As a teenager, I always had a song that embodied the feeling of each summer, usually whatever song was being played on the radio the most. I still do that. (In case you're wondering, this is my summer 2015 song). In the same vein, there's sometimes one dish that embodies a particular summer. And this summer's is most definitely this butterflied Cornish hen grilled on wood coals.
I feel like I'm only just now emerging from a somber couple of weeks. First, there was the recent passing of the DARK Act in Congress which was like a punch in the stomach. In case you missed my last post, the DARK Act would kill GMO labelling in America, making it illegal for individual states to have mandatory GMO labelling. So if it gets through the Senate, then Vermont, Maine, and Connecticut's GMO labelling laws would be overturned. The bill was heavily sponsored by big food companies (Kraft, Kellogg's, Coca-Cola, etc) and of course, the folks at Monsanto who seem willing to put any amount of money down to make sure the public won't know which foods contain their GMOs. The only hope now is to convince Senators to vote against this un-democratic bill so it doesn't go into law.

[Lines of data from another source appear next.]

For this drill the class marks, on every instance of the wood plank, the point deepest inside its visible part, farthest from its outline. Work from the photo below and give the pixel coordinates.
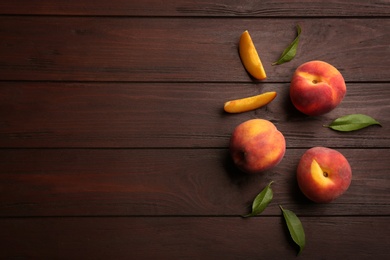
(191, 238)
(265, 8)
(202, 182)
(41, 114)
(164, 49)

Then, the week after the DARK Act passed, our piglets got attacked by what we think was a coyote. One of them was badly injured and we spent several days trying to nurse him back to health. After three long days performing gruesome wound cleanings of the kind I would have never thought myself capable of, and three long nights sleeping in the tent close to their pen to make sure coyotes didn't come back for them, we made the heartbreaking decision to put the little guy down. I spent the whole day in tears, wondering if we were doing the right thing, if we should keep trying to nurse him back to health, or if we should have put him out of his misery much sooner. During those days of tending to his wounds, I got very attached to him and to the hope that he would make a comeback. He was our favorite from the start: the runt of the pack, small, freckled, with ears so floppy we called him Eeyore. I hope he is in a better place now.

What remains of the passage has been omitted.